Im Jahre 1793 fand in Hrodna der letzte polnische Sejm staat, auf dem die die zweite Teilung Polens ratifiziert wurde. Zwei Jahre später die Stadt kam unter russische Herrschaft und wurde 1802 zum Sitz eines russischen Gouverneurs. 1812 von napoleonischen Truppen besetzt, fiel sie einige Monate später wieder unter russische Kontrolle. Größeren Repressionen wurden die Bewohner der Stadt (mehrheitlich Polen und Juden) erst nach 1831 ausgesetzt. Der Zar ließ den griechisch-katholischen Ritus verbieten, römisch-katholische Klöster wurden Schritt für Schritt liquidiert. Die öffentliche Verwendung der polnischen Sprache wurde verboten.

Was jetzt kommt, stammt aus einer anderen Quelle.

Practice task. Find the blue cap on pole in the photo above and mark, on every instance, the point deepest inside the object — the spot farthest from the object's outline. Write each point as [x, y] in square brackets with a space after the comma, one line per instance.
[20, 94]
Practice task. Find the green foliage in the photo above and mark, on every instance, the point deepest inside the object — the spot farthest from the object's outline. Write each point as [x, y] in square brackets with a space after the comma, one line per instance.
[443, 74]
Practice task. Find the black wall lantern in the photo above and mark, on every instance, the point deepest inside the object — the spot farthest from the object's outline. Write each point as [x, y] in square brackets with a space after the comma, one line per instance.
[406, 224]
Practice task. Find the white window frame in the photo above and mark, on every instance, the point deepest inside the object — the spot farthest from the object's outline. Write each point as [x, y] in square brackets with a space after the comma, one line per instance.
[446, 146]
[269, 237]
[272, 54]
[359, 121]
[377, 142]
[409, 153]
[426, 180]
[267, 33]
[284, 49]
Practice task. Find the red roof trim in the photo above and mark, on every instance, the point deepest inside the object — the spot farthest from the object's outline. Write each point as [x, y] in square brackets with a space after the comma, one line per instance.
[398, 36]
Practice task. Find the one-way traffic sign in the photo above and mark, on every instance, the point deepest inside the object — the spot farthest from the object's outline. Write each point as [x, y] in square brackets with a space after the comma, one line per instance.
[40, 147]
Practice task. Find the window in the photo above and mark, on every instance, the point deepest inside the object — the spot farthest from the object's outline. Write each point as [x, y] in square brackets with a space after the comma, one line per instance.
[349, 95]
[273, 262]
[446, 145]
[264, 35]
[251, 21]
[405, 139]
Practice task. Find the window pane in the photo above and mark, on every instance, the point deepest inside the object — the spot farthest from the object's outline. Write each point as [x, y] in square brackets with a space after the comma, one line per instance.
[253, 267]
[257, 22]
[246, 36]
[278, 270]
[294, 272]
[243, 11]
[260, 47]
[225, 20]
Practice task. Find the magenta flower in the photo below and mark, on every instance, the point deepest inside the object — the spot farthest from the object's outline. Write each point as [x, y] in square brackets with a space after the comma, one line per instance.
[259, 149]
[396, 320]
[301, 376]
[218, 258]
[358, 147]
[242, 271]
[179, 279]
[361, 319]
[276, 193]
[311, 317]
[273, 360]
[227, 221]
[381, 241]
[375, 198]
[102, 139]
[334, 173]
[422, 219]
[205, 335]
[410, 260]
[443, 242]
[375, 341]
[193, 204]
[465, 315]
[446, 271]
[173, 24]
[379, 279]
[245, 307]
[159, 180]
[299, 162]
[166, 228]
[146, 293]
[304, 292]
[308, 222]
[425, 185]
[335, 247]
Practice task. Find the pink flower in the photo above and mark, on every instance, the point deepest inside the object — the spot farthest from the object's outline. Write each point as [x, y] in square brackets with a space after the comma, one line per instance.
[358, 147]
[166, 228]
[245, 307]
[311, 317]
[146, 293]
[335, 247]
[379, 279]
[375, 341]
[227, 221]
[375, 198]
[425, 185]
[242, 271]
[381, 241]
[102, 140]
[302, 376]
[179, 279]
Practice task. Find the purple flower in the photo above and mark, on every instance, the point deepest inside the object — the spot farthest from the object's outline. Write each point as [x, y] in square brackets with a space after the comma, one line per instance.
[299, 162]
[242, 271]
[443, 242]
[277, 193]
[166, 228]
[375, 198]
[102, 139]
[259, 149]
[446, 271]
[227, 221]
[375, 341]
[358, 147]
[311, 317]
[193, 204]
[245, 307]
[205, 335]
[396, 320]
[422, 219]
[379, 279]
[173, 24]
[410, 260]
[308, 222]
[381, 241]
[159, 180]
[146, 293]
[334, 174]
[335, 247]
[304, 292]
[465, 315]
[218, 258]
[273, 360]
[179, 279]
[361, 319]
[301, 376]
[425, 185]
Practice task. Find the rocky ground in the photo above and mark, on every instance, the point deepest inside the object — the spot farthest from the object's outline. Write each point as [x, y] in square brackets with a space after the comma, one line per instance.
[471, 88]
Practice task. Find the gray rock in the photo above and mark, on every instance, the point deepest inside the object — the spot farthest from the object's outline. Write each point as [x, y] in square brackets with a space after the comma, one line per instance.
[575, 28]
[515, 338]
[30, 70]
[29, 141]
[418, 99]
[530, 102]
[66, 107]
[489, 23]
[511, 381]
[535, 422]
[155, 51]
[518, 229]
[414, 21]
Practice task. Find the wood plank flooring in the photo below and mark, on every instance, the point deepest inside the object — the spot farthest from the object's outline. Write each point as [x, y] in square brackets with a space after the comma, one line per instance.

1862 wurde eine Eisenbahnverbindung zwischen Warschau und Petersburg gebaut, die auch Hrodna berührte. 1863 nahm die Mehrheit der Bewohner am Aufstand gegen Zar Alexander II. teil.
Von 1915 bis 1919 war die Stadt von deutschen Truppen besetzt, im Frühling wurde sie dem neu entstandenen Polen angeschlossen und wurde zur Kreisstadt in der Woiwodschaft Białystok . Die Mehrheit der Stadtbevölkerung bildeten Polen und Juden, in der Umgebung wohnten Polen und Weißrussen.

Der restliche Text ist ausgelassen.